Spora wpadka w "Dzień Dobry TVN". W trakcie dyskusji o homofobii na antenie padły przykre słowa

Dzień Dobry TVN homofobia
TVN

"Dzień Dobry TVN" zaliczyło sporą wpadkę. Podczas rozmowy o coming oucie jednego z brytyjskich piłkarzy, pojawiły się sformułowania, które zdaniem komentujących, próbowały wywołać jedynie sensację. Na stację TVN spadła lawina krytyki, a w komentarzach określono ją jako homofobiczną.

Sprawie dokładnie przyjrzała się jedna z użytkowniczek Twittera. Pod jej reakcją na program zaroiło się od udostępnień, polubień i komentarzy. Wiele osób zgadzało się z przedstawioną przez nią argumentacją.

Duża wpadka w "Dzień Dobry TVN". Widzowie nie wytrzymali, na stację spadła lawina krytyki

Jednym z tematów poniedziałkowego wydania "Dzień Dobry TVN" była kwestia coming outu 17-letniego Jake'a Danielsa z Blackpool FC, który ujawnił światu, że jest gejem. Dla świata sportu to spory wstrząs - jak dotąd niewielu piłkarzy decydowało się na ujawnienie swojej orientacji, jeśli ta była inna niż heteroseksualna.

Dziennikarze "Dzień Dobry TVN" rozmawiali o homofobii w sporcie z Wojciechem Zawiołą, dziennikarzem sportowym. Sam pomysł byłby zapewne bardzo pomocny i ciekawy, gdyby nie niefortunne zachowanie prowadzących program - Filipa Chajzera i Małgorzaty Ohme. Zdaniem wielu widzów, prezenterzy używali języka stanowczo niepasującego do całej sytuacji.

Na samym początku Twitterowiczka o nicku "Chlebkov" zwróciła uwagę na pasek widniejący na dole ekranu podczas wywiadu. Pojawiło się na nim pytanie mające określać tematykę wywiadu. Brzmiało ono: "Czy wolno być gejem w sporcie?".

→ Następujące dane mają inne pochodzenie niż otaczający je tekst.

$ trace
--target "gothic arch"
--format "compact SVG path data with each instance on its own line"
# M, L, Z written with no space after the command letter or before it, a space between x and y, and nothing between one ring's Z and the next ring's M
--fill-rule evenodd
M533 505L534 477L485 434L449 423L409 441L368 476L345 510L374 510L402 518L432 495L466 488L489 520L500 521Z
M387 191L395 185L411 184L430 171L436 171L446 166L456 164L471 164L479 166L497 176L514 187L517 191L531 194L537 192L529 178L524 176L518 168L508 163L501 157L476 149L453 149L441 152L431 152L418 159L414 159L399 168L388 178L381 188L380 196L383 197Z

- Zamieńcie sobie geja na Żyda albo osobę czarnoskórą i zastanówcie się jak brzmi takie pytanie - pisała na Twitterze.

Potem zwróciła uwagę na problematyczny język i ujmowanie tematu przez Chajzera i Ohme. Chodziło m.in. o sformułowanie "przyznać się do homoseksualizmu" (jak do winy).

- Niby mówiliście, że homofobia jest zła i smutna, ale jednocześnie szliście z przekazem, że o nieheteroseksualnej orientacji piłkarzom mówić NIE WYPADA - pisała Twitterowiczka.

Dodała również, że w pewnym momencie w rozmowie pojawił się wątek dotyczący... zdradzania żon. Pojawił się on w kontekście orientacji seksualnej. Użytkowniczka podkreśliła, że "przy takim sposobie prezentowania tematu pokazujecie, że sami jesteście częścią problemu, jakim jest homofobia".

- Serio, wystarczy minimum wyczucia i empatii. Przemyślcie to sobie - napisała na końcu. Jej wpis polubiło i podało dalej kilka tysięcy użytkowników. Czy "Dzień Dobry TVN" zwróci na to uwagę i na następny raz będzie bardziej rozważne?